The upgrade is being benchmarked for a heavily-modified 600+ horsepower GT-R, so the new pieces should have no problem dealing with the car’s stock performance figures. No word on pricing or availability as of yet, but 2009 GT-R owners hell bent on using the launch control feature should definitely look into PPG’s upgrade.



12/30, 1:59 PM
posted by:
hummah
Nissan must have known people would up the performance of the GT-R. They should have engineered the tranny based on 800+ hp clutch dumps…
12/30, 2:17 PM
posted by:
marcba221
Then they wouldn’t have been able to keep the price as low as they did. Plus for every GT-R with a broken transmission due to launch control is one less they have to pay for and one more transmission they get to sale.
12/30, 2:25 PM
posted by:
dinkodesign_com
didn’t nissan already take care of the traction control by just taking it out in the new models?
12/30, 3:03 PM
posted by:
Mr. Piston
They made it this way because they don’t want people to tune it any further.
12/30, 3:31 PM
posted by:
hummah
They should have ditched the whole dual clutch setup for a regular manual. The old Skyline transmissions could take 800hp all day and even more with some cryo-treated gears.
12/30, 4:19 PM
posted by:
Get Real
Countach supercar owners from 20 years ago share your sadness at new car quality.
12/30, 4:49 PM
posted by:
yarddog82abn
What’s so hard to place a by-pass system as soon as you press the button?

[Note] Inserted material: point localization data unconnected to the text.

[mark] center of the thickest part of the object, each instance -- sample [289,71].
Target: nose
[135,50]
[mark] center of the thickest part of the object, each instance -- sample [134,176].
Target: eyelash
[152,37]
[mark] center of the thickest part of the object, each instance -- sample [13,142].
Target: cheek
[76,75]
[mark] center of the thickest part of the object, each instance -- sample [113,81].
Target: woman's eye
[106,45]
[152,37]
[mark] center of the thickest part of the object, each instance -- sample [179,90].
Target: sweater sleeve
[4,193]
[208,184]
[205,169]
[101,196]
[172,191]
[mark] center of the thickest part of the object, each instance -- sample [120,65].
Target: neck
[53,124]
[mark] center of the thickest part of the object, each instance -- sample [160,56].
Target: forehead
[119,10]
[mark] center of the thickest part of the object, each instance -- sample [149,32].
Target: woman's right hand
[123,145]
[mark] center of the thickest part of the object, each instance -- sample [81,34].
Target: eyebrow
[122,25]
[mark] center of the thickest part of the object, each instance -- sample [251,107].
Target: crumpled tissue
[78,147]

You press the button, you lunch, the system is off, and the trans goes in to sport or performance mode…
12/30, 7:08 PM
posted by:
A4
you cant do clutch dumps in the GT-R if theres no clutch pedal, this playstation with wheels is a great technological achievement but past that id rather drive something more exciting like a Z06. If i want practicality im going to get an RS4 at that price point, no matter how many of you call me crazy for it.
12/30, 7:09 PM
posted by:
A4
(true clutch dumps, not “launch control”, a fancy name for a neutral drop.)
12/30, 9:47 PM
posted by:
NismoSentraKen
===>>I’d get in an //RS4 at that price point too A4 lol
12/31, 12:10 AM
posted by:
Bankruptcy2009
A4 you just don’t get it. The GT-R is an incredible car. And if they make it 600+ Horsepower nothing will catch it!
12/31, 6:04 AM
posted by:
The Stig
I wonder how many GT-R owners will be getting the shaft.
12/31, 9:11 AM
posted by:
injunraiv
Not too surprising to me…
asian engineering guaranteed quality
BTW, 37K trouble free miles on my 400 horse GTO so far…
12/31, 10:45 AM
posted by:
Z06ified
Nissan screwed up here big time. They should have caught this problem in testing and fixed it before production. They probably knew about the problem, and chose not to fix it, probably for cost reasons.

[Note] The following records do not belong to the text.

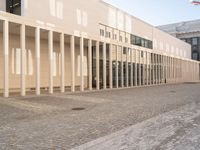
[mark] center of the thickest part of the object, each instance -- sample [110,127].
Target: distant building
[48,46]
[187,31]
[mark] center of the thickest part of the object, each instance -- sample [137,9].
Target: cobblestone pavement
[160,117]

When GM tests any new Corvette, they beat the piss out of dozens of test prototype cars (test mules) until they fail. Then they analyze the part that failed, find out why it failed, revise it to make it stronger, and test again. The car isn’t released to production until it can hold up to major abuse on a road course, drag strip, autocross, even a 24-hour endurance race. All this testing and durability engineering is why the Corvette has been a very durable and reliable track car, since the C5.
Nissan hasn’t done the same kind of testing and durability engineering – hence broken GT-R trannies.
12/31, 3:32 PM
posted by:
jmayhew
The 911 Turbo has more torque and a launch control feature but there’s no reports of regular cataclysmic tranny failure for those.
01/01, 6:24 PM
posted by:
scratchy
911 Turbo doesn’t have launch control , the GT2 has.
01/13, 10:28 PM
posted by:
LS7
GT2 is also RWD, which is a lot more forgiving on the training.
AWD + Launch Control = Breakage
Same reason why Lambo deletes it in their cards heading to North America. Easy lawsuits.